2. Create a structure for recovery volunteers to mentor and befriend isolated service users, initiating a form of recovery outreach.
3. Give service users as broad a choice as possible.
4. Roll out the full menu of recovery options without prejudice.
5. Be subtle – show and don’t tell. Trust people to know what will suit them.
6. Service users themselves will be the instruments of structural change.
WORKFORCE
1. Leaders should be inspirational with a vision for recovery.
2. All professionals at every level should be trained in recovery philosophies.
3. Staff should have a strong understanding of all available routes to recovery.
4. All staff should be required to attend fellowship and / or other mutual aid meetings.
5. Accept that some staff will leave. Recovery makes some people very uncomfortable.
6. Remember that we have been here before. Things will always change.
The workshops were very successful, with lively discussion and vigorous debate, all with a fundamental unity of purpose – that of carrying the message of the hope – indeed the certainty – that recovery is possible. We would like to take this opportunity to thank all participants for their contributions.
Oliver Mates and Damien Prescott
Agree with the vast majority of this, great stuff
Hallelujah – the only disappointing thing about the above is that it does not already happen.
Please keep up the excellent work you all do in the Wirral
Brilliant!
the only disappointing thing about the above is that it does not already happen. Indeed carl, but we are our our way to making it happen!
I am so glad that there are so many out there who are so keen to make this all happen.
I’m particularly taken by the workforce suggestions. Now that would be good to see.
What worries me from the work-force point of view is that for so long as confidentiality is used as protection for the status quo rather than for the patient’s privacy, we are not going to get very far. I seem to remember Michaela touching on this issue in a post on another thread some months ago.

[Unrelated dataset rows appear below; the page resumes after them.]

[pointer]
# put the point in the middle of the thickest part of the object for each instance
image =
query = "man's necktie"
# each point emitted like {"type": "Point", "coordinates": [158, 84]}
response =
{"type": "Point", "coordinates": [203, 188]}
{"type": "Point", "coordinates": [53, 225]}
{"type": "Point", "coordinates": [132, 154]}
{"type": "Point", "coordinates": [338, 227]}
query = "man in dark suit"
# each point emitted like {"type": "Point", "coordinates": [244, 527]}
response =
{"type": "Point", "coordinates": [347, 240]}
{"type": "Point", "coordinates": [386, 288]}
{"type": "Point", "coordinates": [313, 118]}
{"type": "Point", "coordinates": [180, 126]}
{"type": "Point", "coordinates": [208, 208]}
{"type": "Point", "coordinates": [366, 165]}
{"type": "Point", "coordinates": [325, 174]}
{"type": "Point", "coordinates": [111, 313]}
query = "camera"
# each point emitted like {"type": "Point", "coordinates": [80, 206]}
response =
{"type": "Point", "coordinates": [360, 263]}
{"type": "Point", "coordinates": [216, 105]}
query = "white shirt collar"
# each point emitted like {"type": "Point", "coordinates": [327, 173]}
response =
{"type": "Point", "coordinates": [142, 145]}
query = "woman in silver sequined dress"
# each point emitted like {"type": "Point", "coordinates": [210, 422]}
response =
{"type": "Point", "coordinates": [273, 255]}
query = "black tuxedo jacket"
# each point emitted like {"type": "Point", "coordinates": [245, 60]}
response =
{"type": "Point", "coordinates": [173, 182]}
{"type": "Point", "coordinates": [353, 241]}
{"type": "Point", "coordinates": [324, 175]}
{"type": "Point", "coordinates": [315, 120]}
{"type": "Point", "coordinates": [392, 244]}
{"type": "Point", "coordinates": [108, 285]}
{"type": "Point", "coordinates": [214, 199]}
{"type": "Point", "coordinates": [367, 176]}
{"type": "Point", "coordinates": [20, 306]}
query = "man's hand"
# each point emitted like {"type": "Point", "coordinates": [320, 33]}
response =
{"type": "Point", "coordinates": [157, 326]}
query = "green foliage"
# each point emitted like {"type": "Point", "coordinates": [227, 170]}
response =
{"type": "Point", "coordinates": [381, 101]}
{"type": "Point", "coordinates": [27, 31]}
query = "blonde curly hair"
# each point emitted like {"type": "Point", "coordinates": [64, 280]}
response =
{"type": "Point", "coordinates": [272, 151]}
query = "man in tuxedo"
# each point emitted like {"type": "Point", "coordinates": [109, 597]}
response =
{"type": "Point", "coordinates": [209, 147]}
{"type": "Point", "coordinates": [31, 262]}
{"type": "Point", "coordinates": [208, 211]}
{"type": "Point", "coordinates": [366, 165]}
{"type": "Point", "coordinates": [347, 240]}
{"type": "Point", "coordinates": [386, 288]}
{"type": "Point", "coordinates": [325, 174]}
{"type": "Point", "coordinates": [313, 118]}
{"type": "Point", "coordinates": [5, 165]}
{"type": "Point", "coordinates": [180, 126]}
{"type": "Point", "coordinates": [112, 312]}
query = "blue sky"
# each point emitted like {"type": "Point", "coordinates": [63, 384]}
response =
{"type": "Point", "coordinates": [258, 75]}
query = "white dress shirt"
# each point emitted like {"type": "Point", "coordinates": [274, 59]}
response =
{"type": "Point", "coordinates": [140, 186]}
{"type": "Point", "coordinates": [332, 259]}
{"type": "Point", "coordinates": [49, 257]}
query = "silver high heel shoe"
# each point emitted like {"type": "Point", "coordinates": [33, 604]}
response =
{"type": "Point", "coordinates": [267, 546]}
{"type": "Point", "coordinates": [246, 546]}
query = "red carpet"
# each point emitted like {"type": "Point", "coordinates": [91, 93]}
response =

How can we lose the “us”/“them” difficulty – whether it is between a well-meaning bumbler such as I and fully paid professionals: or the latter and the patient?

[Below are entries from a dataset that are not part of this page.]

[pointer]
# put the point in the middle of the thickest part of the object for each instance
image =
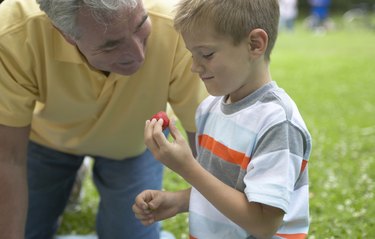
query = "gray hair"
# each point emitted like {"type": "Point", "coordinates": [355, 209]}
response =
{"type": "Point", "coordinates": [63, 13]}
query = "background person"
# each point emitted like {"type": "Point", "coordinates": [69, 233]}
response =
{"type": "Point", "coordinates": [288, 14]}
{"type": "Point", "coordinates": [79, 78]}
{"type": "Point", "coordinates": [250, 178]}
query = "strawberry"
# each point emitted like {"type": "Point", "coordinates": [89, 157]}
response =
{"type": "Point", "coordinates": [162, 115]}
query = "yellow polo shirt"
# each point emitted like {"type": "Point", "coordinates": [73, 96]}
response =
{"type": "Point", "coordinates": [45, 82]}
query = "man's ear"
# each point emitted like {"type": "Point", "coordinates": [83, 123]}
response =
{"type": "Point", "coordinates": [257, 42]}
{"type": "Point", "coordinates": [66, 37]}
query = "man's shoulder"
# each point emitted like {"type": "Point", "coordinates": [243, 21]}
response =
{"type": "Point", "coordinates": [15, 13]}
{"type": "Point", "coordinates": [161, 8]}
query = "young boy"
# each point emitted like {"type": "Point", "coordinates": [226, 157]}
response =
{"type": "Point", "coordinates": [250, 177]}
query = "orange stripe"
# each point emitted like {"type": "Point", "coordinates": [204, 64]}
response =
{"type": "Point", "coordinates": [293, 236]}
{"type": "Point", "coordinates": [303, 165]}
{"type": "Point", "coordinates": [223, 151]}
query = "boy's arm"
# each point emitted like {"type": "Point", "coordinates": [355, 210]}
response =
{"type": "Point", "coordinates": [13, 181]}
{"type": "Point", "coordinates": [191, 138]}
{"type": "Point", "coordinates": [259, 220]}
{"type": "Point", "coordinates": [155, 205]}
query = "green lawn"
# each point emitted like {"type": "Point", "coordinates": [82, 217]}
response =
{"type": "Point", "coordinates": [332, 79]}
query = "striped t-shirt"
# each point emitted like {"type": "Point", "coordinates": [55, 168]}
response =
{"type": "Point", "coordinates": [260, 146]}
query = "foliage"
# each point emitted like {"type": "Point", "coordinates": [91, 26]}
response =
{"type": "Point", "coordinates": [331, 77]}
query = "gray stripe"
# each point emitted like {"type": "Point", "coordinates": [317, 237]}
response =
{"type": "Point", "coordinates": [282, 136]}
{"type": "Point", "coordinates": [229, 173]}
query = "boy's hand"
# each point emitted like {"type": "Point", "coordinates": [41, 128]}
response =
{"type": "Point", "coordinates": [176, 155]}
{"type": "Point", "coordinates": [152, 205]}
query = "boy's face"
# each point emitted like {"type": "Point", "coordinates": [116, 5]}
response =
{"type": "Point", "coordinates": [117, 47]}
{"type": "Point", "coordinates": [225, 68]}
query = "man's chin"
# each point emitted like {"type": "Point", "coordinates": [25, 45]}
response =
{"type": "Point", "coordinates": [127, 70]}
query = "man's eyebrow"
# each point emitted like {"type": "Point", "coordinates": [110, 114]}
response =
{"type": "Point", "coordinates": [142, 22]}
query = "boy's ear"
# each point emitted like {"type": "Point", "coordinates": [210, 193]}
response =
{"type": "Point", "coordinates": [257, 42]}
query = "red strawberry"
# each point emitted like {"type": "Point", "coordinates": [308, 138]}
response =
{"type": "Point", "coordinates": [162, 115]}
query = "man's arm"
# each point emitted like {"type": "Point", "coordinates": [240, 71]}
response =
{"type": "Point", "coordinates": [13, 181]}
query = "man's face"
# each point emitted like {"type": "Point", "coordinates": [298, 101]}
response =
{"type": "Point", "coordinates": [117, 47]}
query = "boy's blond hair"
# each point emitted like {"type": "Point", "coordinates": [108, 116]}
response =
{"type": "Point", "coordinates": [234, 18]}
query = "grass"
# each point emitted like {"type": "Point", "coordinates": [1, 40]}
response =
{"type": "Point", "coordinates": [332, 79]}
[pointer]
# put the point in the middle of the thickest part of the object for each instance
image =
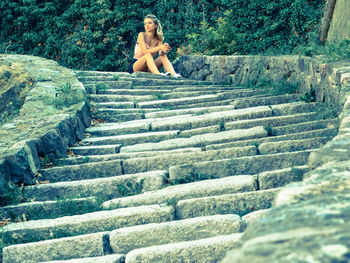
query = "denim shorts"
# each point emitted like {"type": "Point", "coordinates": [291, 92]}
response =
{"type": "Point", "coordinates": [130, 69]}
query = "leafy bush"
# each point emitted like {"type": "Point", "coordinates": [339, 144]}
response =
{"type": "Point", "coordinates": [94, 34]}
{"type": "Point", "coordinates": [253, 27]}
{"type": "Point", "coordinates": [101, 34]}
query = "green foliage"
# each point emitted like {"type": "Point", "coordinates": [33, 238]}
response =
{"type": "Point", "coordinates": [269, 130]}
{"type": "Point", "coordinates": [328, 53]}
{"type": "Point", "coordinates": [66, 96]}
{"type": "Point", "coordinates": [11, 195]}
{"type": "Point", "coordinates": [297, 174]}
{"type": "Point", "coordinates": [309, 96]}
{"type": "Point", "coordinates": [250, 27]}
{"type": "Point", "coordinates": [101, 87]}
{"type": "Point", "coordinates": [95, 35]}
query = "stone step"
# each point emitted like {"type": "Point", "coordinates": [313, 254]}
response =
{"type": "Point", "coordinates": [294, 108]}
{"type": "Point", "coordinates": [34, 210]}
{"type": "Point", "coordinates": [158, 82]}
{"type": "Point", "coordinates": [160, 162]}
{"type": "Point", "coordinates": [120, 98]}
{"type": "Point", "coordinates": [136, 92]}
{"type": "Point", "coordinates": [209, 119]}
{"type": "Point", "coordinates": [222, 94]}
{"type": "Point", "coordinates": [193, 111]}
{"type": "Point", "coordinates": [130, 139]}
{"type": "Point", "coordinates": [210, 87]}
{"type": "Point", "coordinates": [273, 121]}
{"type": "Point", "coordinates": [116, 105]}
{"type": "Point", "coordinates": [239, 203]}
{"type": "Point", "coordinates": [268, 100]}
{"type": "Point", "coordinates": [329, 132]}
{"type": "Point", "coordinates": [209, 250]}
{"type": "Point", "coordinates": [181, 122]}
{"type": "Point", "coordinates": [100, 221]}
{"type": "Point", "coordinates": [104, 188]}
{"type": "Point", "coordinates": [96, 149]}
{"type": "Point", "coordinates": [93, 73]}
{"type": "Point", "coordinates": [175, 102]}
{"type": "Point", "coordinates": [268, 123]}
{"type": "Point", "coordinates": [113, 258]}
{"type": "Point", "coordinates": [124, 240]}
{"type": "Point", "coordinates": [292, 145]}
{"type": "Point", "coordinates": [282, 177]}
{"type": "Point", "coordinates": [90, 245]}
{"type": "Point", "coordinates": [305, 126]}
{"type": "Point", "coordinates": [198, 140]}
{"type": "Point", "coordinates": [175, 193]}
{"type": "Point", "coordinates": [94, 87]}
{"type": "Point", "coordinates": [119, 156]}
{"type": "Point", "coordinates": [82, 171]}
{"type": "Point", "coordinates": [236, 166]}
{"type": "Point", "coordinates": [118, 115]}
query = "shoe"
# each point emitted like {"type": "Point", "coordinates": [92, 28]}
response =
{"type": "Point", "coordinates": [165, 74]}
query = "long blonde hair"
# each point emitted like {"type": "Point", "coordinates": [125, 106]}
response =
{"type": "Point", "coordinates": [159, 31]}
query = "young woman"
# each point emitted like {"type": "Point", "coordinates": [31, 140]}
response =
{"type": "Point", "coordinates": [149, 43]}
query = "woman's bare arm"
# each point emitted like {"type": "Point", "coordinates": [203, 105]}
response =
{"type": "Point", "coordinates": [142, 43]}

We must strive to agree that we, albeit all too many of us I believe, share the same planet, without making the whole thing into one giant Zimbardo Experiment, no?
Hi
Could i ask for this to be explained please?:
5. Create financial incentives for recovery – treatment pays too well, there needs to be a pay-off as turkeys will never vote for Christmas
I dont understand it
Louis, I think the issue is that if we have a treatment system that encourages folk to stay in treatment (high retention), keeps them on long term methadone and doesn’t have incentives to help move people on then the folk who work in that system (the turkeys in this case) won’t vote for change (Christmas).
GPs often get paid an enhanced service fee for looking after those on long term methadone. Abstinent recovery would mean losing those fees. Pharmacists get dispensing fees for methadone and these are higher if the dispensing is daily.
Workers may feel threatened and feel their jobs are threatened if “their” clients are empowered to manage their own recoveries. The argument is that new financial incentives may have to be created to incentivise prescribers, pharmacists and workers to move towards recovery.